Ese espíritu de trabajo entre todos nos hacía sentir protegidos y que no estábamos solos pese al aislamiento geográfico de nuestra tierra. Me da mucha pena ver como hoy en día el puerto natural está abandonado. No hay niños en las playas ayudando a sus padres y hermanos. Hay mucho paro. Las casas ya no tienen vacas y solo algunas conservamos las gallinas.

Desafortunadamente no me acompaña la salud, pero sigo trabajando mis tierras en la medida que puedo. Sufro al ver el abandono de los terrenos, de ese monte que nos dio de comer. No lo puedo evitar. Pero yo, y las de mi generación, seguimos cultivando nuestras fincas porque nos gusta y porque así podemos regalar a nuestros hijos alimento de una calidad que no encuentran en los supermercados: patatas, maíz, coles, ajos, cebollas, etc. Creo que esta riqueza no tiene precio, aunque este mundo tan avanzado de ahora no le dé valor. Y también pienso, además de la satisfacción que me reporta ver el fruto de mis manos y ver crecer lo que siembro, ¿qué va a ser de los pueblos cuando gente como yo, que cada vez somos menos, no cultivemos estas tierras y las condenemos al abandono? ¿Qué pasaría si se cortaran las comunicaciones y cerrasen las tiendas que nos traen productos de otros continentes? ¿Qué será de nuestros pueblos cuando pierdan la posibilidad de alimentarse a sí mismos?

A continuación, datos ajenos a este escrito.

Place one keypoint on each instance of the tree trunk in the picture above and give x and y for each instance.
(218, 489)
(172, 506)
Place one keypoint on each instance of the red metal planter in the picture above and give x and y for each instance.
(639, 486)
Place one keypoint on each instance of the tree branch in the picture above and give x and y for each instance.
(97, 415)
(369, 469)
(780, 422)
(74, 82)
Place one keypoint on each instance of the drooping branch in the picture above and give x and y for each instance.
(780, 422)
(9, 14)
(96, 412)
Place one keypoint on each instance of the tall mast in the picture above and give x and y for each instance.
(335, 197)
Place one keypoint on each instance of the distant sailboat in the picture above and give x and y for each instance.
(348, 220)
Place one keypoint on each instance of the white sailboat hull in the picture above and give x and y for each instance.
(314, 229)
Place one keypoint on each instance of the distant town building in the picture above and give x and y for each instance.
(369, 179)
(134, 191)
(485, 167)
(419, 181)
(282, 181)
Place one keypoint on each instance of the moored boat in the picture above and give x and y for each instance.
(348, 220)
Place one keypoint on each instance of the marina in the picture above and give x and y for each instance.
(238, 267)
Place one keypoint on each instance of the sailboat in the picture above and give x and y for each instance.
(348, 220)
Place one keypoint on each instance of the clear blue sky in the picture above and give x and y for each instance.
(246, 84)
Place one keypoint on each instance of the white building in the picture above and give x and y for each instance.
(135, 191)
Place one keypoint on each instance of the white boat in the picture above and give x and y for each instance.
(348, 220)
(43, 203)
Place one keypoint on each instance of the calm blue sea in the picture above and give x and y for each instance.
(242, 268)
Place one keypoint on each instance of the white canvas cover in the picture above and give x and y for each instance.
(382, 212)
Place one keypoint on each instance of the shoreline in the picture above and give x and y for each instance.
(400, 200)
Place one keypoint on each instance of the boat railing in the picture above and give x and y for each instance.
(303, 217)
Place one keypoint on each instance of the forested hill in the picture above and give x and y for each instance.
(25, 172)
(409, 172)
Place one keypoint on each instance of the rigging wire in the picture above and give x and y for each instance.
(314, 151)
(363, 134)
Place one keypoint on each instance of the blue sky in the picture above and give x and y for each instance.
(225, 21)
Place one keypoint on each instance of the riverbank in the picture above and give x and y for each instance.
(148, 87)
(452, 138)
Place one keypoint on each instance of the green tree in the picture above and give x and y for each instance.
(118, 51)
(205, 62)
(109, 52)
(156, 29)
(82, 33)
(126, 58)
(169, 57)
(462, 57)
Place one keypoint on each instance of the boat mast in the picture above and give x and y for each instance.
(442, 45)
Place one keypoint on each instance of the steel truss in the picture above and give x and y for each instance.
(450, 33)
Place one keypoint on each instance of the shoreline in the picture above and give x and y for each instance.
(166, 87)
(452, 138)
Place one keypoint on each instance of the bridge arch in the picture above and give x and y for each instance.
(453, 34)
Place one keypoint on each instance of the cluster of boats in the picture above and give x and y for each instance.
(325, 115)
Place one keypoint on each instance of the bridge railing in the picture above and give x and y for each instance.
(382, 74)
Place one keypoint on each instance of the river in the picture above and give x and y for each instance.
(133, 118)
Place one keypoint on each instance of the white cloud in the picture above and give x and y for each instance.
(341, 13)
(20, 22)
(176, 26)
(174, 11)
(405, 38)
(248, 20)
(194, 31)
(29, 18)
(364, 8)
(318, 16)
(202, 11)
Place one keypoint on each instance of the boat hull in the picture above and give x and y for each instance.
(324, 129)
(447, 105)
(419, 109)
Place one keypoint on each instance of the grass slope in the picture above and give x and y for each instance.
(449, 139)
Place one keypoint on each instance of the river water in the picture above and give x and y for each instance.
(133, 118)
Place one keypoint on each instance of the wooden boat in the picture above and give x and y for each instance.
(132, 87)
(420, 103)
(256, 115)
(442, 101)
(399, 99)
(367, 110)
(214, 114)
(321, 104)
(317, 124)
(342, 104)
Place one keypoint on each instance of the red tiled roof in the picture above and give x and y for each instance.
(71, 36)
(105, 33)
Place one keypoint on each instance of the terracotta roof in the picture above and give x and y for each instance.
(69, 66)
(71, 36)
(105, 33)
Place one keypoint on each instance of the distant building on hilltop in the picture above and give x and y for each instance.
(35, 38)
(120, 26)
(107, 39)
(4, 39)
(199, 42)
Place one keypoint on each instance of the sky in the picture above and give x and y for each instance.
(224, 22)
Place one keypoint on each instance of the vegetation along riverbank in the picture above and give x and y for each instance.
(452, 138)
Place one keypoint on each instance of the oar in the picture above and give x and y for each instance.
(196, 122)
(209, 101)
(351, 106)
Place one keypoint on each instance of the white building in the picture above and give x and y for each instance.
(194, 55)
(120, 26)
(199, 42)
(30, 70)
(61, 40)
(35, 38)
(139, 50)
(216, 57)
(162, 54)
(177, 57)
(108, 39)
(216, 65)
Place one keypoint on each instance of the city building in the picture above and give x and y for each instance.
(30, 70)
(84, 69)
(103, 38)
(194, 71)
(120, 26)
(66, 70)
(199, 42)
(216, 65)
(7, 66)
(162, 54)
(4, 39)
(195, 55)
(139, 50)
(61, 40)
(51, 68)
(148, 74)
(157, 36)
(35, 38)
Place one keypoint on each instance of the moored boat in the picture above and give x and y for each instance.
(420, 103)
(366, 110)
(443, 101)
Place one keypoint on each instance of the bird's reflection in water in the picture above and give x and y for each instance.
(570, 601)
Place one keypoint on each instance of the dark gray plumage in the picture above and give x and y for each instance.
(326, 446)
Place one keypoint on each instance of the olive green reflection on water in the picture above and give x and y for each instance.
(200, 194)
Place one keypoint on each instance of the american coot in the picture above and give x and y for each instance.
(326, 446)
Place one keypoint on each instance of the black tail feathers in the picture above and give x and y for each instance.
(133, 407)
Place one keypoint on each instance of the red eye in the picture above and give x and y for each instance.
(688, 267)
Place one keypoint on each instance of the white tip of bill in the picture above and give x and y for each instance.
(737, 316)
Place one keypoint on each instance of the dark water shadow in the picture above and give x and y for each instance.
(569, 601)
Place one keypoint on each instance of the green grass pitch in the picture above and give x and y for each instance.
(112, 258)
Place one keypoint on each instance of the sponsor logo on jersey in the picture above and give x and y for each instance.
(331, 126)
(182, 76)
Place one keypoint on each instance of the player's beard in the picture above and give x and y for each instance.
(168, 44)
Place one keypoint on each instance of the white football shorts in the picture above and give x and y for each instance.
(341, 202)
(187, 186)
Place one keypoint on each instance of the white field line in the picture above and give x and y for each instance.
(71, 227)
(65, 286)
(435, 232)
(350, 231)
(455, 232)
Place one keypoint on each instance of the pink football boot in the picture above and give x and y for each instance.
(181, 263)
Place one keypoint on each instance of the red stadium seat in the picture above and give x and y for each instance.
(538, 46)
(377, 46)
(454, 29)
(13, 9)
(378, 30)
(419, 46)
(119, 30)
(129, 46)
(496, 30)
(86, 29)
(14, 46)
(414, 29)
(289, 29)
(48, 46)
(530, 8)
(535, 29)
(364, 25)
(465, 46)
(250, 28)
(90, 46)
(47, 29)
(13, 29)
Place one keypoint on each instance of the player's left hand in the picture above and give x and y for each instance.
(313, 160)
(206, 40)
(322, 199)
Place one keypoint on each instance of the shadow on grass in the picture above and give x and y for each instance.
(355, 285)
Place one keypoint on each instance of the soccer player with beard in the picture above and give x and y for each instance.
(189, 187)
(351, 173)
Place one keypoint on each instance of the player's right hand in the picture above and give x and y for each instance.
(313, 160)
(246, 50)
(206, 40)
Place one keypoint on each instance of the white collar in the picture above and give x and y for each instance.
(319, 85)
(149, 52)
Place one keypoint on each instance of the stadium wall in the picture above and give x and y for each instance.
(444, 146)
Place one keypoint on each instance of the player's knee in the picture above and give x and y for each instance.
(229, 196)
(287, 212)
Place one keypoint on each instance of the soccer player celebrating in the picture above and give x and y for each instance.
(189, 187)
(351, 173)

Mis hijos piensan que es una tontería, pero a mí nadie me quita de la cabeza que tendremos que volver a recurrir a la tierra, como de pequeña, para sobrevivir. Algunos creen que esto sería un drama. No entiendo por qué, desde luego. A lo mejor, lo que no es normal es que me den de comer patatas de Marruecos cuando en mi pueblo nunca hemos tenido que pagarlas porque nosotros las cultivamos en abundancia. Creo que este mundo tal y como es ahora no tiene futuro. No tiene sentido y no es sostenible. Por eso espero que mis nietos y nietas tengan conciencia del valor de la tierra porque esta es la verdadera garantía de su supervivencia y de la de nuestros descendientes. Aunque los políticos, y estos que me cuenta mi hija que se denominan modernos o postmodernos, que creen que todo es relativo y que las tecnologías son el futuro, no valoren esto, yo les diría que deberían recordar que ante todo somos seres humanos, y esto es algo que no se aprende en sus lecturas ni en sus aparatos.

Es fundamental conocer las claves de nuestro pasado reciente para guiar nuestro presente y dar luz a nuestro futuro. Y que los pueblos puedan alimentarse a sí mismos será la única forma de sobrevivir en las décadas que vienen.